A marca é mais impressionante ainda se levarmos em conta que estamos há três meses em isolamento social, por causa da covid-19. Com as ruas vazias, os índices de criminalidade caíram drasticamente (a quantidade de homicídios no período é a menor desde 1991). Mesmo assim, a polícia fluminense não para de exterminar, fazendo exatamente o inverso do que deveria ser sua missão, que é dar segurança à população.

Não há quem desconheça as condições inóspitas do trabalho da polícia ao enfrentar quadrilhas de traficantes muito bem armadas. Ninguém quer que os agentes da lei deixem de reagir aos ataques de criminosos, se isso acontecer.

Mas o que ocorre na vida real é que a PM age sem qualquer planejamento ou levantamento de inteligência. A estratégia é não ter estratégia — atirar muito, para matar o inimigo, mesmo ao custo de também tirar a vida de moradores da favela que nem são seus "alvos" originais.

Tem sido desse jeito há muito tempo.

Assim morreu Maria Eduarda, de 13 anos, alvejada dentro de uma escola, em Acari, em 2017. Ágatha Félix, de 8 anos, levou um tiro pelas costas quando estava dentro de uma Kombi, no Complexo do Alemão, no ano passado. Também João Pedro, de 14 anos, foi assassinado pela polícia há um mês, quando estava dentro de casa, na favela do Salgueiro, em São Gonçalo, onde tentava ficar a salvo do coronavírus.

Esses são apenas três exemplos de crianças vítimas das "operações de guerra" que atordoam os moradores das comunidades fluminenses. Houve muitas outras. E há adultos, também. Inúmeros, de várias idades.

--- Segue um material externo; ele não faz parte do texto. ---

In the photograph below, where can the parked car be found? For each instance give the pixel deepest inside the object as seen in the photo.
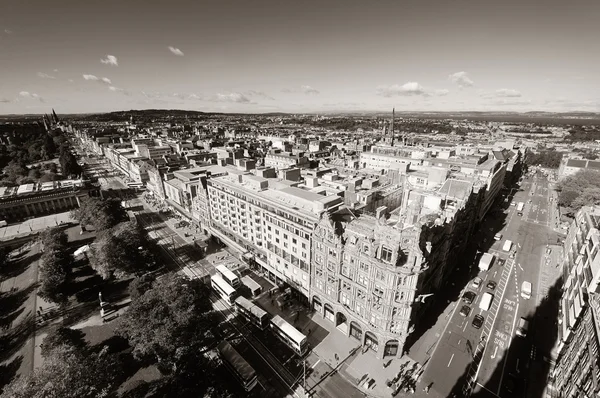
(469, 297)
(478, 321)
(465, 310)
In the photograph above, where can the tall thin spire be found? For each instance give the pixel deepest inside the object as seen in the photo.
(392, 126)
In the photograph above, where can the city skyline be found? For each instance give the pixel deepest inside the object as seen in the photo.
(266, 56)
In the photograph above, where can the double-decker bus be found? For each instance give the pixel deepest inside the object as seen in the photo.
(238, 366)
(223, 289)
(256, 315)
(228, 275)
(289, 335)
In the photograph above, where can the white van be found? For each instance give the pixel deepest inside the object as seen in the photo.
(486, 301)
(526, 290)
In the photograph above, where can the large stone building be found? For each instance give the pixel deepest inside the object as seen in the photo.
(577, 368)
(270, 220)
(36, 200)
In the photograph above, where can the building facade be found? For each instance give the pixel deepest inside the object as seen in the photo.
(577, 368)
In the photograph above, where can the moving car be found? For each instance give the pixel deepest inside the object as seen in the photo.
(478, 321)
(465, 310)
(469, 297)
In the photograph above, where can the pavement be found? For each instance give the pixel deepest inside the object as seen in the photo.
(35, 225)
(448, 349)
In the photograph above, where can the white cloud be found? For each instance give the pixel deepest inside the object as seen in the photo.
(461, 78)
(507, 93)
(407, 89)
(303, 89)
(309, 90)
(95, 78)
(233, 97)
(45, 75)
(110, 60)
(27, 94)
(176, 51)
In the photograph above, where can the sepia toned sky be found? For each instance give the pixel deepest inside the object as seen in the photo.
(299, 56)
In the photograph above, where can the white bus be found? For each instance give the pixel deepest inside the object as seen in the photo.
(237, 365)
(228, 275)
(289, 335)
(256, 315)
(223, 289)
(486, 301)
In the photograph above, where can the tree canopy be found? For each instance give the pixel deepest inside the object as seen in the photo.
(546, 158)
(55, 265)
(70, 372)
(165, 321)
(578, 190)
(121, 250)
(101, 214)
(68, 163)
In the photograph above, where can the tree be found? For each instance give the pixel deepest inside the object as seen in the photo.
(68, 372)
(121, 250)
(589, 197)
(54, 239)
(49, 146)
(101, 214)
(63, 336)
(175, 314)
(52, 278)
(55, 264)
(15, 170)
(140, 285)
(4, 261)
(579, 189)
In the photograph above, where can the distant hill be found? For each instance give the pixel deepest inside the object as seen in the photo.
(537, 117)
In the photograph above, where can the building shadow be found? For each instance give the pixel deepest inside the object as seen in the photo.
(8, 371)
(19, 264)
(524, 368)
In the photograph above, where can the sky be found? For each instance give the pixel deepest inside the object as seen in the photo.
(82, 56)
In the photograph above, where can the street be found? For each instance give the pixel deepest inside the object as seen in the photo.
(453, 365)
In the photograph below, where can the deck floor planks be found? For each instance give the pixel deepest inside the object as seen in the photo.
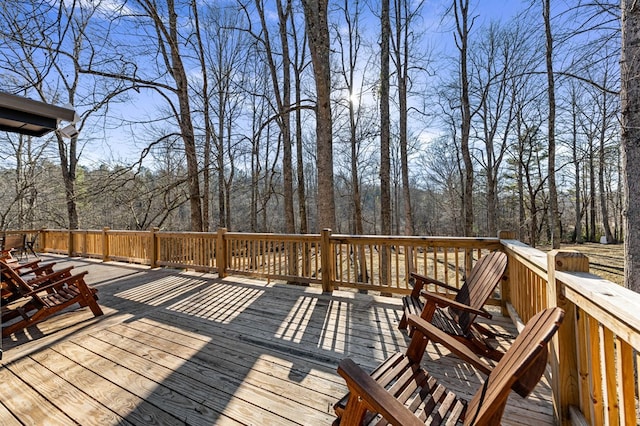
(22, 399)
(222, 385)
(70, 400)
(178, 404)
(269, 343)
(132, 407)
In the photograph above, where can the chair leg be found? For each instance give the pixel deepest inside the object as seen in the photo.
(403, 322)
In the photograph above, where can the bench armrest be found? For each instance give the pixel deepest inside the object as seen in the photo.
(421, 280)
(365, 390)
(444, 301)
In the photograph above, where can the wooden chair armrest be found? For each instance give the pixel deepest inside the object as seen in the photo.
(375, 397)
(421, 280)
(19, 266)
(435, 334)
(72, 279)
(444, 301)
(48, 277)
(38, 269)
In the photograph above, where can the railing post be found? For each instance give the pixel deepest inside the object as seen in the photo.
(221, 253)
(326, 260)
(43, 240)
(563, 348)
(85, 238)
(505, 284)
(153, 247)
(70, 244)
(105, 244)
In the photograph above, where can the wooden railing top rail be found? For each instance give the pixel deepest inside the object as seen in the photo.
(614, 306)
(536, 260)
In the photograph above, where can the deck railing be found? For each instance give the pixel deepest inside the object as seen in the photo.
(594, 358)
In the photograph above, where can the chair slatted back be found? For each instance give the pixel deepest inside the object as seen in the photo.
(482, 280)
(525, 361)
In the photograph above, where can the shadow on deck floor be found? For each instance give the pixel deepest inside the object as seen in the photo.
(179, 347)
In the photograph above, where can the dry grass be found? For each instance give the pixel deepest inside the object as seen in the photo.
(606, 260)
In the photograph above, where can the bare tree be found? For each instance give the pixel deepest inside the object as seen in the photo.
(630, 106)
(554, 216)
(463, 28)
(403, 42)
(316, 18)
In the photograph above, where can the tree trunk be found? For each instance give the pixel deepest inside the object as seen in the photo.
(285, 117)
(316, 18)
(68, 163)
(206, 167)
(385, 142)
(461, 9)
(554, 218)
(630, 107)
(604, 210)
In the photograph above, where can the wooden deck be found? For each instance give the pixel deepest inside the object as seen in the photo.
(179, 347)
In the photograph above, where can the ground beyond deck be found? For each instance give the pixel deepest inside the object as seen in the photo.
(179, 347)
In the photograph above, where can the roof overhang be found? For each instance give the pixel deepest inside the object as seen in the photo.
(29, 117)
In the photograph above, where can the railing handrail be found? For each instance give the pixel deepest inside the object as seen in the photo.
(598, 341)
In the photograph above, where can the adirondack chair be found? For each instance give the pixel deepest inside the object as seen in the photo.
(400, 387)
(36, 275)
(457, 316)
(36, 303)
(14, 242)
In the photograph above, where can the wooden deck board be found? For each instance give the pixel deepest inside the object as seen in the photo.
(179, 347)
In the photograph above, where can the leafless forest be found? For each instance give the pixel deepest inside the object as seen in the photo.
(403, 117)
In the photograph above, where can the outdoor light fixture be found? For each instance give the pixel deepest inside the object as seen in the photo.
(68, 131)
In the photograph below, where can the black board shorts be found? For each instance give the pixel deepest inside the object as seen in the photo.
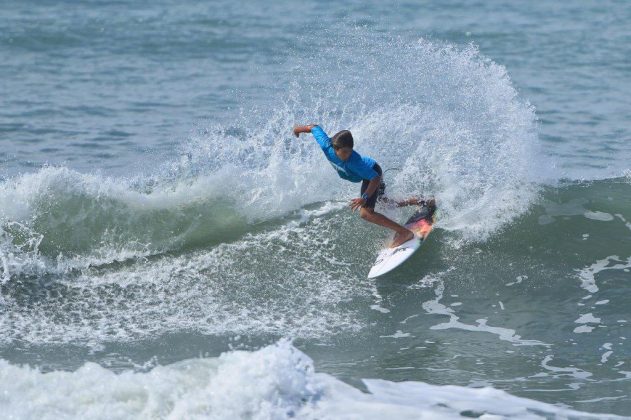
(372, 200)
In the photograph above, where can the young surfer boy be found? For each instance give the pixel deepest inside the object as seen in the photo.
(353, 167)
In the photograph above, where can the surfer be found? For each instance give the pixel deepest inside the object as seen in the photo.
(353, 167)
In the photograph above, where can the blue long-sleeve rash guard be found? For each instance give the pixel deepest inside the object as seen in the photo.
(354, 169)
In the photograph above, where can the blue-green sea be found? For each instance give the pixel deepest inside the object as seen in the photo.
(169, 250)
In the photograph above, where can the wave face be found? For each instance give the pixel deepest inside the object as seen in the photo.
(275, 382)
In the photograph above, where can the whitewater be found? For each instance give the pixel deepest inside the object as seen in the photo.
(217, 272)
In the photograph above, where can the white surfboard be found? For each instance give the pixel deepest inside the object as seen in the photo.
(421, 223)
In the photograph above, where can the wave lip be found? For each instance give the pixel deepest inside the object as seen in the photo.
(275, 382)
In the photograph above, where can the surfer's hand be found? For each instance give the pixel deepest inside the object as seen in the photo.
(356, 203)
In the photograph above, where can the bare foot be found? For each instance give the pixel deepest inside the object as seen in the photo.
(401, 238)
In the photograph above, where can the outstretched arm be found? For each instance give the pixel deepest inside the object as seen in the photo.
(303, 129)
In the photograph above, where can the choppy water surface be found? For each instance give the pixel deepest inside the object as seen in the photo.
(156, 213)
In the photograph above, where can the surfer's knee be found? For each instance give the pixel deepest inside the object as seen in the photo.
(366, 213)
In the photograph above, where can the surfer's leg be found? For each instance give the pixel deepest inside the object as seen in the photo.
(403, 234)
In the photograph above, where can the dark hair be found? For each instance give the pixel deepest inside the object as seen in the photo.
(342, 139)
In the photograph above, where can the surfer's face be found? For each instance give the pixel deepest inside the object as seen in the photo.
(344, 152)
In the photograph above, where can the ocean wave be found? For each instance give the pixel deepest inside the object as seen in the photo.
(275, 382)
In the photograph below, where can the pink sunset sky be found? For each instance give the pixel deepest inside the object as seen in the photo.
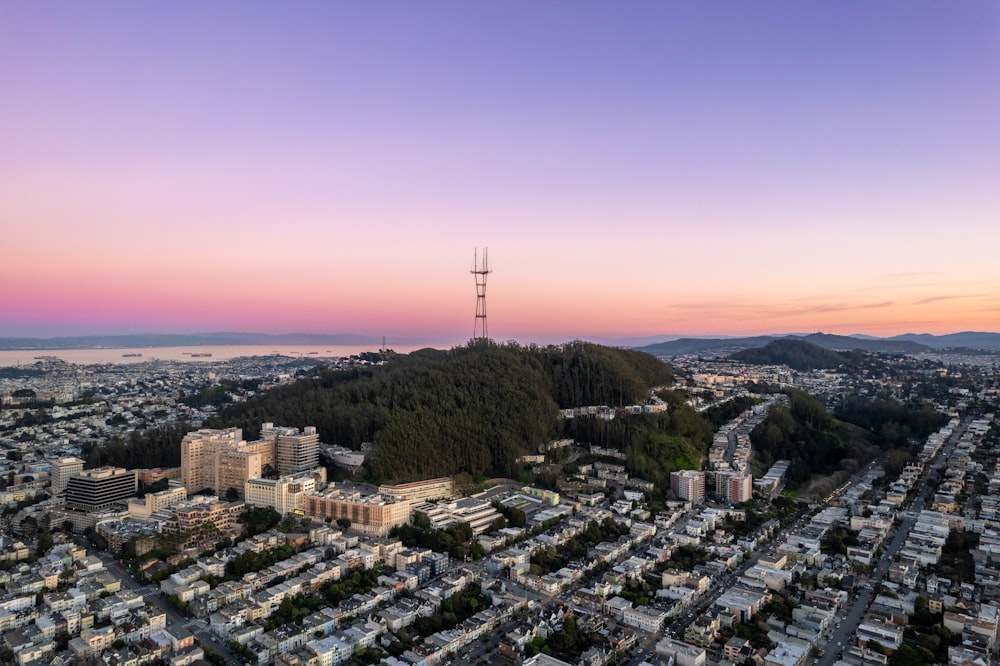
(694, 168)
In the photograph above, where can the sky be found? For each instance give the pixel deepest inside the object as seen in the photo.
(636, 169)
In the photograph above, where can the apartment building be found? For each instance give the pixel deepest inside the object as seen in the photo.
(688, 485)
(420, 491)
(153, 502)
(197, 511)
(61, 470)
(285, 494)
(734, 486)
(218, 460)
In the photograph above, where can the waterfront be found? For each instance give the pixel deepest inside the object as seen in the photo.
(187, 353)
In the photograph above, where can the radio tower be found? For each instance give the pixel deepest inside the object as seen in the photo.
(480, 271)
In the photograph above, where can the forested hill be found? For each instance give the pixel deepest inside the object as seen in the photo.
(796, 354)
(472, 409)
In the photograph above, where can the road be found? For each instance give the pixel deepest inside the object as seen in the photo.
(841, 637)
(174, 618)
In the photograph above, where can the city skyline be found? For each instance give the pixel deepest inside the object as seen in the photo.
(673, 169)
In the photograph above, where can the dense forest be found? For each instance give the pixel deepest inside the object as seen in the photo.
(472, 409)
(156, 447)
(654, 444)
(817, 444)
(796, 354)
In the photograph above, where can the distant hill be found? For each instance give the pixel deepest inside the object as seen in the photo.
(796, 354)
(824, 340)
(849, 343)
(473, 409)
(183, 340)
(967, 339)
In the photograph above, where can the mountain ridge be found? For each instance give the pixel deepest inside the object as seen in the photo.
(909, 343)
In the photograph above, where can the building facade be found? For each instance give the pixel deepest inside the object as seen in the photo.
(688, 485)
(420, 491)
(734, 486)
(60, 471)
(285, 495)
(218, 460)
(374, 515)
(102, 488)
(294, 451)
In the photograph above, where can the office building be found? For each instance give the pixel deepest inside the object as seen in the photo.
(294, 451)
(688, 485)
(153, 502)
(286, 494)
(218, 460)
(733, 486)
(419, 491)
(102, 488)
(374, 515)
(60, 471)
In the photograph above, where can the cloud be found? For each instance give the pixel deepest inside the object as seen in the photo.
(909, 275)
(948, 297)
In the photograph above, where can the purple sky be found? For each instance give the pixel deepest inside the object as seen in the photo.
(690, 168)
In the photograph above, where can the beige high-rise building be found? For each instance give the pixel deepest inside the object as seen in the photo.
(60, 471)
(153, 502)
(218, 460)
(101, 488)
(294, 451)
(374, 515)
(688, 484)
(284, 495)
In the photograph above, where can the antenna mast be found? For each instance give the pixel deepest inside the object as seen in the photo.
(480, 271)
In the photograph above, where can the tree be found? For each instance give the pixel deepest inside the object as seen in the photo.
(44, 544)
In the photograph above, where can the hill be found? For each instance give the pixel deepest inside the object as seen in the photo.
(966, 339)
(824, 340)
(183, 340)
(796, 354)
(472, 409)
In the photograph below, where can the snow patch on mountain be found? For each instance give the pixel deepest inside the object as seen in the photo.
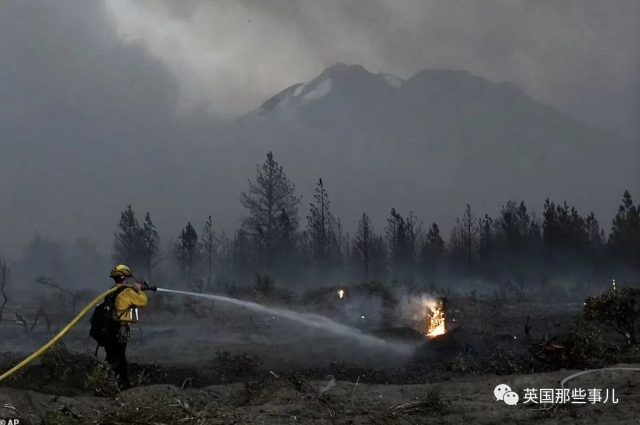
(393, 81)
(320, 90)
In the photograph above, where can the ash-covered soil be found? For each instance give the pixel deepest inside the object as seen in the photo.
(290, 399)
(195, 364)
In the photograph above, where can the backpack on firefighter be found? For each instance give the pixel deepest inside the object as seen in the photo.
(104, 324)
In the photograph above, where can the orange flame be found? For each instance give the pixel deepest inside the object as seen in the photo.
(435, 319)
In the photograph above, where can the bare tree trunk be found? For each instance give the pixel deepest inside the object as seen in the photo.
(3, 287)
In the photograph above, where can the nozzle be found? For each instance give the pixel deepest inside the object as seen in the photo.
(147, 287)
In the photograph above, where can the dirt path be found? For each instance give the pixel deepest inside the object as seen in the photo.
(284, 400)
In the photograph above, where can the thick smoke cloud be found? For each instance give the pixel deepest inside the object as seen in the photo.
(80, 114)
(580, 56)
(91, 93)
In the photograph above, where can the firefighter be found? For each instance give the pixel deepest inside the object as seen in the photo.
(111, 320)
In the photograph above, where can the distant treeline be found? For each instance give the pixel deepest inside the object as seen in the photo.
(515, 246)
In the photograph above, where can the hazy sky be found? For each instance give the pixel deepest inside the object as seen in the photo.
(582, 56)
(89, 90)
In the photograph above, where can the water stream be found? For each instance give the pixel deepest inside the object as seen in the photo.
(308, 319)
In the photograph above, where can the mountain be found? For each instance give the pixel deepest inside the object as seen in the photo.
(431, 144)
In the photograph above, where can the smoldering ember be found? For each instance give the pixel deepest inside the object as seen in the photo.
(331, 212)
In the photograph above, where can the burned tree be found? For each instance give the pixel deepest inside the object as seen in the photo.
(209, 248)
(363, 245)
(188, 255)
(4, 286)
(268, 197)
(150, 244)
(624, 240)
(321, 234)
(401, 238)
(433, 250)
(128, 241)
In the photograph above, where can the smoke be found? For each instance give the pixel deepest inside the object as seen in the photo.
(235, 54)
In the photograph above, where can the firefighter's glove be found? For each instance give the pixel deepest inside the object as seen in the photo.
(123, 334)
(146, 287)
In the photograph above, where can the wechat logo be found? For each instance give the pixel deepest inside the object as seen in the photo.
(503, 392)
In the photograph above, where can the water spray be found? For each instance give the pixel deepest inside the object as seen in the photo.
(308, 319)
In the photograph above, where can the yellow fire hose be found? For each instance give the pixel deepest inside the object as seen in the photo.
(57, 337)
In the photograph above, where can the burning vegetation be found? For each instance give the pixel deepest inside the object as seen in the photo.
(434, 318)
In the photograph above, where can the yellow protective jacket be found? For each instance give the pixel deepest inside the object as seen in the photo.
(126, 301)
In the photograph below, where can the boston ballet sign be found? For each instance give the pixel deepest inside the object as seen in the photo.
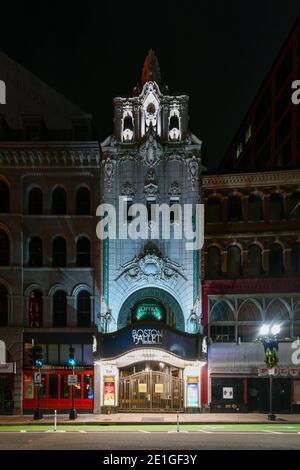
(147, 336)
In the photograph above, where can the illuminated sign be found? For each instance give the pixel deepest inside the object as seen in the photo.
(147, 336)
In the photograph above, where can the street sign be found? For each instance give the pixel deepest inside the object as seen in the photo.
(72, 379)
(37, 378)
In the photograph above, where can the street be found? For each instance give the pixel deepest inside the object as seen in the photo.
(156, 438)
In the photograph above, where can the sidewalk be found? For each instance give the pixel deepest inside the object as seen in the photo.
(154, 418)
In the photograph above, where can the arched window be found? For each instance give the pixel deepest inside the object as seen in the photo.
(276, 260)
(35, 309)
(83, 252)
(276, 210)
(35, 252)
(3, 306)
(35, 202)
(60, 309)
(83, 202)
(213, 262)
(234, 268)
(4, 249)
(213, 211)
(255, 208)
(4, 198)
(235, 213)
(83, 309)
(59, 201)
(59, 252)
(254, 261)
(277, 312)
(295, 258)
(295, 206)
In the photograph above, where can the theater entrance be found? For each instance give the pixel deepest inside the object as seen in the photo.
(150, 387)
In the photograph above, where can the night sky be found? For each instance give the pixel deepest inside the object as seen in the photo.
(218, 52)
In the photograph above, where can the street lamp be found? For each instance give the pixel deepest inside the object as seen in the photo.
(268, 335)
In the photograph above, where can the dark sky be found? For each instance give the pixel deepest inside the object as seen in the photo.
(217, 51)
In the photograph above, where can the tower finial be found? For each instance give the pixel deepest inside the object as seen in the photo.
(151, 69)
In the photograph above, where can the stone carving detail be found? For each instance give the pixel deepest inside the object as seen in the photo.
(174, 189)
(151, 267)
(128, 189)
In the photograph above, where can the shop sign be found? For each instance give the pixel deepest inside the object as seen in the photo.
(147, 336)
(193, 395)
(109, 393)
(228, 393)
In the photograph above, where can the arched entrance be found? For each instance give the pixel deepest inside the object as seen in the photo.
(151, 302)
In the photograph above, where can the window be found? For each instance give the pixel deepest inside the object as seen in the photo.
(235, 213)
(35, 309)
(3, 306)
(295, 206)
(83, 202)
(295, 258)
(35, 202)
(35, 252)
(59, 201)
(234, 262)
(83, 309)
(4, 198)
(4, 249)
(276, 260)
(276, 207)
(59, 252)
(255, 208)
(213, 211)
(254, 261)
(213, 262)
(60, 309)
(83, 250)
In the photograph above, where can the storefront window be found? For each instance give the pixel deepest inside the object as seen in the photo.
(53, 386)
(88, 387)
(64, 387)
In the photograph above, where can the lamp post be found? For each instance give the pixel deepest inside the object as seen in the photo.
(269, 338)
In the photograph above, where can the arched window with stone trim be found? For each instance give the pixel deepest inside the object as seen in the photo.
(83, 252)
(295, 206)
(277, 312)
(3, 306)
(276, 209)
(83, 201)
(255, 208)
(234, 262)
(59, 201)
(35, 202)
(35, 309)
(84, 309)
(235, 211)
(249, 321)
(276, 260)
(221, 322)
(4, 198)
(4, 249)
(295, 258)
(59, 252)
(213, 262)
(254, 261)
(213, 210)
(35, 258)
(60, 309)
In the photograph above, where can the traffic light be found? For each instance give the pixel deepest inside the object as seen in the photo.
(72, 360)
(37, 356)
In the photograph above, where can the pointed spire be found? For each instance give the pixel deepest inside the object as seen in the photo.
(151, 69)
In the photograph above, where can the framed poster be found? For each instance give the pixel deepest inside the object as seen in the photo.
(193, 395)
(109, 393)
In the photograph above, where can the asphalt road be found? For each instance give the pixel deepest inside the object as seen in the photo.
(200, 440)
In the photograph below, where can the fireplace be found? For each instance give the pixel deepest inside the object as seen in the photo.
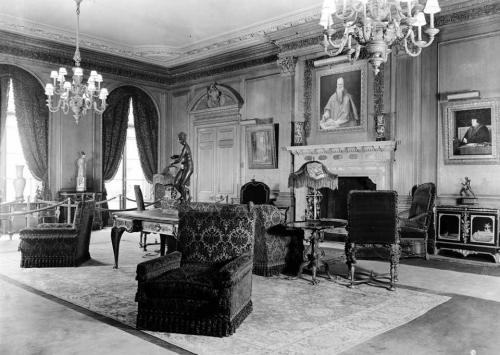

Além dos policiais que cruelmente apertam os gatilhos, a matança institucionalizada tem outros autores. Naturalizar as tragédias repetidas é liberar os instintos brutais de quem usa farda. Como podemos nós, os que moramos longe da favela, tocarmos o cotidiano normalmente diante de tanta desvalorização da vida?

Talvez porque as vidas em jogo não sejam as da classe média e da classe abastada, mas principalmente as dos negros e pobres das favelas. Foi a população do Rio de Janeiro, esse recanto do Brasil com fama de cordial e alegre, que elegeu como governador alguém com discurso de incentivo à violência policial — que já não era pequena antes dele.

Na cabecinha de Wilson Witzel, a única forma de combater a criminalidade é patrocinando ofensivas sanguinárias. Como resultado, 1.810 pessoas foram mortas pela polícia no ano passado. Boa parte da população o aplaude por isso — o risco de impeachment que corre não tem nada a ver com esse extermínio.

Também somos nós, os que nos indignamos com a morte de George Floyd mas encaramos o banho de sangue local como parte inevitável do destino, que incentivamos essas mortes. Normalizar a barbárie é uma forma sutil de cumplicidade. Infelizmente, é isso que fazemos todos os dias.